Using JupyterLab with SoS¶
(Or any Jupyter Notebook really, including VS code)¶
And then run it all:
jupyter lab
Make a new notebook. Select the SoS kernel (In JL, upper right, near hamburger, or Kernel->Change Kernel menu tab, similar in VS Code)
Then in cells use
%use <kernelname>
to switch lanaguages.
the %use statement MUST be the first line and the kernel name must be spelled right
This setting should (I think) hold until another cell (that your run) changes it.
To get behavior you are used to you want to use
%use python3
Once in python3 you can do things you're used to like
import ROOT
and then in another cell you can start with
%%cpp
to get your root cling interpretter with root paths setup. You stack magic commands on the first line:
%use python3
%%cpp
but you CANNOT have code between them:
%use python3
import ROOT
%%cpp
So you'll two cells to accomplish that.
However now you can do more. You can switch to bash:
%use bash
or
%use .net-csharp
or even
%use xcpp17
if you installed the xeus-cling kernel. Note that %%cpp is python kernel magic and work while outside of the python kernel. You need to restart the python kernel with
%use python3
At any time you can set the entire notebook back to the ipykernel and have things like normal, but kernel %use switching wont work then. The standard ipykernel %%cpp will.
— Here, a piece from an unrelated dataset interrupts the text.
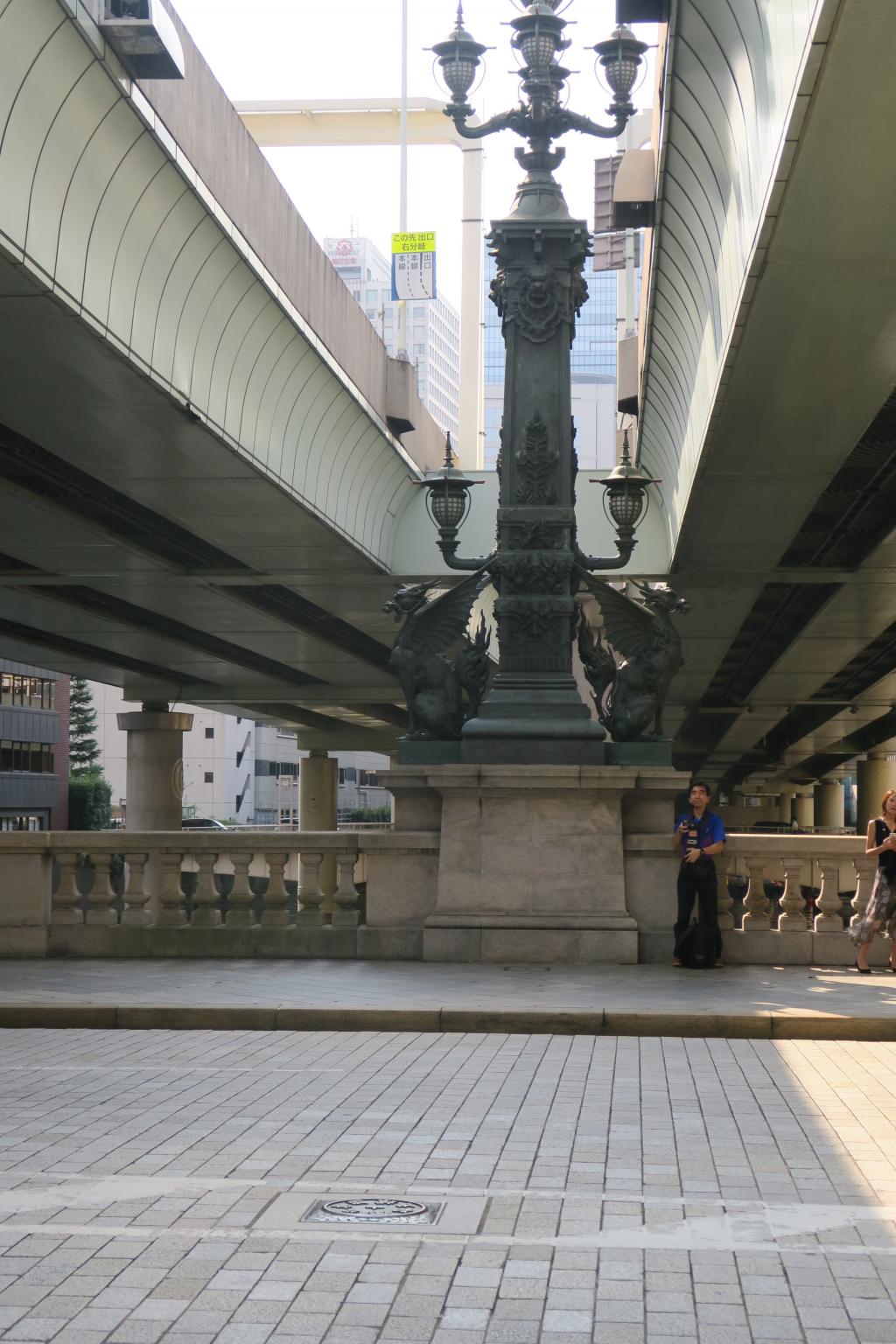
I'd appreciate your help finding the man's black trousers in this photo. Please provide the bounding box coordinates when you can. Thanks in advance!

Sos has many features that I don't know including transferring variables between cells and more. See the links above for more details.
Troubleshooting¶
With some conflicting installs I would sometimes get errors with conda, pip or jupyter about write permissions to the system conda install path. I solved it with this:
unset JUPYTER_PATH
unset PYTHONPATH
unset JUPYTER_CONFIG_DIR
and added it to my .bashrc. This seems harmless as they correct paths are found anyway.
More here: https://vatlab.github.io/sos-docs/doc/user_guide/multi_kernel_notebook.html
if you get a cryptic one line error about pkg_resources or something, check the kernel name spelling matches that from the kernelspec list.